Nurturing Halal chains during Covid19


BalikBayani République | By Tony Alabastro

Global Halal food market, driven by increasing consumer expenditure, is expected to grow US$624.52 billion during 2020-2024, according to Technavio’s market research analysis.

“Philippines has barely scratched the surface of the US$3.3 trillion global Halal market. Many tourists skip visiting Philippines because there are few places where they can eat (Halal),” says Trade Secretary Ramon Lopez.

Bruneian Ardy bin Haji Abdul Momin runs since 2018 a Halal restaurant in Sampaloc’s university belt. He sells Brunei nasi katok (knock rice): marinated deep fried chicken with sambal (chili paste) and rice; nasi lemak beef rendang; roti (round flatbread); ayam mera (red chicken) and teh tarik (pulled tea).

Ardy shares his experiences offering Halal cuisine at Bay 91 Cafe Manila during webinar Philippine Embassy in Brunei organizes with the Department of Trade and Industry and Brunei’s Ministry of Finance and Economy.

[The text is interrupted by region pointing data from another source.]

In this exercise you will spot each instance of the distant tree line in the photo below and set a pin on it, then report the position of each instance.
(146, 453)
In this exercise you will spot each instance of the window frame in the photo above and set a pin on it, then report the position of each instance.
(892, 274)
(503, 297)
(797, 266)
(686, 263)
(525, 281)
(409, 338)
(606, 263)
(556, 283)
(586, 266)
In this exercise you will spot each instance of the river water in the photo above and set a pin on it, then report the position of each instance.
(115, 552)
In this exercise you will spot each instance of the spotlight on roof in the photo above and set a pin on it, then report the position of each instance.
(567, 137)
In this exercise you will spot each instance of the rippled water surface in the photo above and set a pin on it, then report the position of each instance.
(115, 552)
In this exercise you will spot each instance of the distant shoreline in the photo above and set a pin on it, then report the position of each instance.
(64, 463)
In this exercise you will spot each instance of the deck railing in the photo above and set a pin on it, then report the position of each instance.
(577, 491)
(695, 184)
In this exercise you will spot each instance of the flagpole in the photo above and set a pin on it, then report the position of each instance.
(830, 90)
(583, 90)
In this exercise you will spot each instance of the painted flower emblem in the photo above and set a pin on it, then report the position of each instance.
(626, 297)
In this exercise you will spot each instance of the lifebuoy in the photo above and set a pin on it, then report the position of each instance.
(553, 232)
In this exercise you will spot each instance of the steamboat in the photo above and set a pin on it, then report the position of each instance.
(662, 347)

Halal is an Arabic word meaning lawful or permitted products Muslims can consume.

Before Covid19, the global Muslim travel market is expected to reach $220 billion, which will eventually grow to $300 billion by 2026, according to Global Muslim Travel Index 2018 by CrescentRating and Mastercard.

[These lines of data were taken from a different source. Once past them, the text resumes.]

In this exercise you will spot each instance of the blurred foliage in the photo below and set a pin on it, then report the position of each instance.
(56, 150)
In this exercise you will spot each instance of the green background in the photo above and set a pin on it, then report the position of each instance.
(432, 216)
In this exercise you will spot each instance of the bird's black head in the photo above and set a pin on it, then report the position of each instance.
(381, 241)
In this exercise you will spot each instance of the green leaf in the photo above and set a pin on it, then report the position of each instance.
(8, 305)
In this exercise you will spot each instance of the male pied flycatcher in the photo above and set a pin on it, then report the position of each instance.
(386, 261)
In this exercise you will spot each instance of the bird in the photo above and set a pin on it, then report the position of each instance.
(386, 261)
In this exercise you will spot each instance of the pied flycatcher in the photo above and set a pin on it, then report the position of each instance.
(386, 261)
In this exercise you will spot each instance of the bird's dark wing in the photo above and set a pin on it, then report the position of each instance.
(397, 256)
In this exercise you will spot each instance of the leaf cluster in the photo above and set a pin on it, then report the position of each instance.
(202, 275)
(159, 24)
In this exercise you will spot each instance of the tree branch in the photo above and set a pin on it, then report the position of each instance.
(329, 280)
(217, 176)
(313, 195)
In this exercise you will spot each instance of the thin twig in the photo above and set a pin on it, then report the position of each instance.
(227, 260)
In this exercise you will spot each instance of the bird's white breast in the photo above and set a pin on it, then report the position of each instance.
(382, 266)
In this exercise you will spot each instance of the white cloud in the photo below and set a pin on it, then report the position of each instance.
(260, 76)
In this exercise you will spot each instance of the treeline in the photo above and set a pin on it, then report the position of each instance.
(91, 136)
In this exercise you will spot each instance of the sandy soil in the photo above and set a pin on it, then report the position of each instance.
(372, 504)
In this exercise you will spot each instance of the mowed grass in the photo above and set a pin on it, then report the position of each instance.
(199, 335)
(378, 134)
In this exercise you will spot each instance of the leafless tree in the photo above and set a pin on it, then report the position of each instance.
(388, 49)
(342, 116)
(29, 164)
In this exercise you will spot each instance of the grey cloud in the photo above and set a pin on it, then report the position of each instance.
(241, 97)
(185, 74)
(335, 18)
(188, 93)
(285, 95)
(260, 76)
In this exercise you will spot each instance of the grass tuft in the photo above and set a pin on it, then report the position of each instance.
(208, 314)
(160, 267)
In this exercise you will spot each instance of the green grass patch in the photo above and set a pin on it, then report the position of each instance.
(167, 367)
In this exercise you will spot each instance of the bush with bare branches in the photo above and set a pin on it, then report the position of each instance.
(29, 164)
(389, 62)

“Robust connections on Halal impact profoundly on Brunei-Indonesia-Malaysia-Philippines East Asia Growth Area (BIMP-EAGA),” says Ambas-sador Christopher Montero.

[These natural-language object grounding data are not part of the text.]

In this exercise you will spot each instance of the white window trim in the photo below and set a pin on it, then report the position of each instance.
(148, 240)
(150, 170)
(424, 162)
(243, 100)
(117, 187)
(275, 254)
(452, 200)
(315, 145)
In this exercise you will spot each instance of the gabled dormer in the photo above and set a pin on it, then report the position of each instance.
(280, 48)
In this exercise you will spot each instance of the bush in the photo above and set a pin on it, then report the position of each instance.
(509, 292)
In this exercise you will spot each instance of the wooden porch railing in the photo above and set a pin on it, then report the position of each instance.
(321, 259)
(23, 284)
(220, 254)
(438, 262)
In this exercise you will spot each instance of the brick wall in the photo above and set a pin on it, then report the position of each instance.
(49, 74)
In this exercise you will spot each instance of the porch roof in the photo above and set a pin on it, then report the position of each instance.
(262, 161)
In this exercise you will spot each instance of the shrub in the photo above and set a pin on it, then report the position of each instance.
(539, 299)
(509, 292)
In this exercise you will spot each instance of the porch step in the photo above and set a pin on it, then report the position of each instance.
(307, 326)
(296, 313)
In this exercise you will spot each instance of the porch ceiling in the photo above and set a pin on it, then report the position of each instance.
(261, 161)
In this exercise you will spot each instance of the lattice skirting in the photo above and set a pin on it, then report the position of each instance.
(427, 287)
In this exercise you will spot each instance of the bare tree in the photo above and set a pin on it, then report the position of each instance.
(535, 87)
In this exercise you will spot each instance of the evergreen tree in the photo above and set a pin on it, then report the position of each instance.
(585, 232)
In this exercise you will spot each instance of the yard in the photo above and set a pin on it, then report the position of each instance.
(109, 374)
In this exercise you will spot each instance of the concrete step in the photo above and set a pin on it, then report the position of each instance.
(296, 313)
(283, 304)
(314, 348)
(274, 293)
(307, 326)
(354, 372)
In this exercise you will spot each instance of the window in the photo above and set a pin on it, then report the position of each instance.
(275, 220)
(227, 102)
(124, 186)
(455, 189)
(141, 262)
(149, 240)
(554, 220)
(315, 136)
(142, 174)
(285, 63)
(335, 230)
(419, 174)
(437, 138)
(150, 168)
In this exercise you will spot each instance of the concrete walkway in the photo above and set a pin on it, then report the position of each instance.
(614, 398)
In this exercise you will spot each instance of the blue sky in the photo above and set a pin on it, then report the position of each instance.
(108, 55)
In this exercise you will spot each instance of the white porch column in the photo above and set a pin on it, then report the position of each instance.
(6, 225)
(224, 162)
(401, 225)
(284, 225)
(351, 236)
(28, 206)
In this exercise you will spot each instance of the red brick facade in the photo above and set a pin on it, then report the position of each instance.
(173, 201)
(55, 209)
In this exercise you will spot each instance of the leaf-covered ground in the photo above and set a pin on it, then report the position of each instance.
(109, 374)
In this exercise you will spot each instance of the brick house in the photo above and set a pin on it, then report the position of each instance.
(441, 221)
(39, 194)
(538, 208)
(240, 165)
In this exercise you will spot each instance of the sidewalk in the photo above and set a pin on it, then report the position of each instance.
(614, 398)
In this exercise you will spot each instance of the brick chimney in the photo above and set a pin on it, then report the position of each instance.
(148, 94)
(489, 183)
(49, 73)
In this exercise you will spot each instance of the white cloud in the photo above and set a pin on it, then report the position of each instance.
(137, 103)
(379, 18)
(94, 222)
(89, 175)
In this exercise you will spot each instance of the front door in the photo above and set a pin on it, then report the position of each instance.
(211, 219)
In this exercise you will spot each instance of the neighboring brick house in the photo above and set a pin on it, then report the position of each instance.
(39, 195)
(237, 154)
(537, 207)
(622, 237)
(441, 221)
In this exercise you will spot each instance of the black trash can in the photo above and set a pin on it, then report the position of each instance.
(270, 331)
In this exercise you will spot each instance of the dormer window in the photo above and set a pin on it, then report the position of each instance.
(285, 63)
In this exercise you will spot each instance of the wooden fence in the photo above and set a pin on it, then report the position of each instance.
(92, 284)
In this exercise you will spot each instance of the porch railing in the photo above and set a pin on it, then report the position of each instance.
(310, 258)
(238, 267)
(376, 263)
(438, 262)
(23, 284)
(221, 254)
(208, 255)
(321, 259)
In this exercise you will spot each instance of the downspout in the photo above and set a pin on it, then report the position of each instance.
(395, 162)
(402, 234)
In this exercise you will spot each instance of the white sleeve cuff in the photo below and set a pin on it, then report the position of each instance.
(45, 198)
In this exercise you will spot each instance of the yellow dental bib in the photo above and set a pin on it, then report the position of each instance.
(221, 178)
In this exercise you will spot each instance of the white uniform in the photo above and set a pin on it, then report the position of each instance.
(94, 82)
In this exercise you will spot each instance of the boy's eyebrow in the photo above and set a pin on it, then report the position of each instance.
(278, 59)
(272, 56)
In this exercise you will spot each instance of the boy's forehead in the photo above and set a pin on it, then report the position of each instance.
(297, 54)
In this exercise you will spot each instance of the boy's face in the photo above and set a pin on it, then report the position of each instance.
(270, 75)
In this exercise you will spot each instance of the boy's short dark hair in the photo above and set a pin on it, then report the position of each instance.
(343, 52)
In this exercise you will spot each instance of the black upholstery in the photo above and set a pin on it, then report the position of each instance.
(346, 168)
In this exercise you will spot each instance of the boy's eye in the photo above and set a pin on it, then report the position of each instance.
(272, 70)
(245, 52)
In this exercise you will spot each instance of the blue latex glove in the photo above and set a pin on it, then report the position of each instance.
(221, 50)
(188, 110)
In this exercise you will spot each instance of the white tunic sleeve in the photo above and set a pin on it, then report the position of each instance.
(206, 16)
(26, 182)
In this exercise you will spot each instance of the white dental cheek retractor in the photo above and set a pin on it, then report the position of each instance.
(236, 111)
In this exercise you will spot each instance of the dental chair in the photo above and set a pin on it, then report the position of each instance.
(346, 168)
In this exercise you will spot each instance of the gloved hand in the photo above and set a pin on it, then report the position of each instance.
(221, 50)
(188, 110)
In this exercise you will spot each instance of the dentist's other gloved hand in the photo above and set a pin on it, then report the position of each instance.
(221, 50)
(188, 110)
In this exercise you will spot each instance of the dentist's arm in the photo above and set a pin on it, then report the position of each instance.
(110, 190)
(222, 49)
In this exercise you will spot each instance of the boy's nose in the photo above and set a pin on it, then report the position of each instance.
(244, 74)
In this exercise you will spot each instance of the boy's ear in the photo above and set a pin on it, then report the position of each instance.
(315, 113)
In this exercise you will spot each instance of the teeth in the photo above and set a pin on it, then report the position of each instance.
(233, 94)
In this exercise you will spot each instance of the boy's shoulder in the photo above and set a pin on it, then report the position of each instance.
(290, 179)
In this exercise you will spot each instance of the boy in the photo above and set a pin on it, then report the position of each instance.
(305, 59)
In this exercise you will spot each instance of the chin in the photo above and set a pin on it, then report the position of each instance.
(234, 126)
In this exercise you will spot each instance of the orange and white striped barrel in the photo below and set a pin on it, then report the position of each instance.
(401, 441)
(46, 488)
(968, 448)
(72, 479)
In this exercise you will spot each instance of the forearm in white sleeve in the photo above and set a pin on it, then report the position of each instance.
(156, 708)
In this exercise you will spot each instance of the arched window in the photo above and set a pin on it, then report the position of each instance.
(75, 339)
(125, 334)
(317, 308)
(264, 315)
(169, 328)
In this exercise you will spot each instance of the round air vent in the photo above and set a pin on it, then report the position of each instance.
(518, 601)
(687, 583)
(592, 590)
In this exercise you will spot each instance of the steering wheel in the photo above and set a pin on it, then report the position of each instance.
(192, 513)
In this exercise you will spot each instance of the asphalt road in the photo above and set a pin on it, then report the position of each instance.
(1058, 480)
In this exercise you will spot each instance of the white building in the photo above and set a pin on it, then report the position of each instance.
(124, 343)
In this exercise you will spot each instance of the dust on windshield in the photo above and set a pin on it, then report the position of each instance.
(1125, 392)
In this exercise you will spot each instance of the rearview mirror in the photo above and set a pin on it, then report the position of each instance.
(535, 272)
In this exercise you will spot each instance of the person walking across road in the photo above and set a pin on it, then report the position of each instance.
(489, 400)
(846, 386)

He highlights Halal industry development in promoting BIMP-EAGA peace; Bangsamoro Autonomous Region of Muslim Mindanao’s development.

“This is a critical component towards sustaining the peace process gains in Mindanao,” Montero says. He cites Brunei Government International Monitoring Team’s participation in Cotabato monitoring peace implementation between Philippine government and Moro Islamic Liberation Front in Moro conflict

“Economic collaboration will help societies, businesses and communities from the adverse impact of Covid19,,” says Brunei Ministry of Finance and Economy Permanent Secretary (Industry) Pengiran Hajah Zety Sufina binti Pengiran Dato Paduka Haji Sani.

“Bilateral cooperation can turn Brunei and Philippines into global Halal industry leaders and joint Halal hub. Potential value chains can bring positive progress in each economy and BIMP-EAGA,” she says.

Implementation of Memorandum of Understanding on Halal cooperation between Philippines and Brunei is moving in mutual Halal standards recognition, science and technology, Islamic banking and finance, and Syariah-compliant governance, says Trade Undersecretary Abdulgani Macatoma.

ZAMBOECOZONE, the only Philippine Freeport in Visayas and Mindanao, can become a BIMP-EAGA Halal products hub, says Chairman and Administrator Raul Regondola. Its Asian Halal Center offers tax holidays and tax ceilings to international locators.

“Brunei Darussalam BIMP-EAGA Business Council has signed a strategic alliance agreement with Reefer Express Lines (Philippines) to develop linkages among BIMP-EAGA ports and improve logistics movements,” says Deputy Chairman Captain (Rtd). Zairean bin Pehin Datu Kerma Setia Major (Rtd) Dato Seri Laila Jada Mohd Don.

“Best technologies for Halal detection are highly sensitive, specific and fast,” says Dr. Nur Thawi Salihahj bin Haji Mohd Salleh from University Is-lam Sultan Sharif Ali.

Agriculture Undersecretary Zamzamin Ampatuan presents priorities in 10-Year Halal Food production in poultry, livestock and aquaculture, and incentives for Asean market.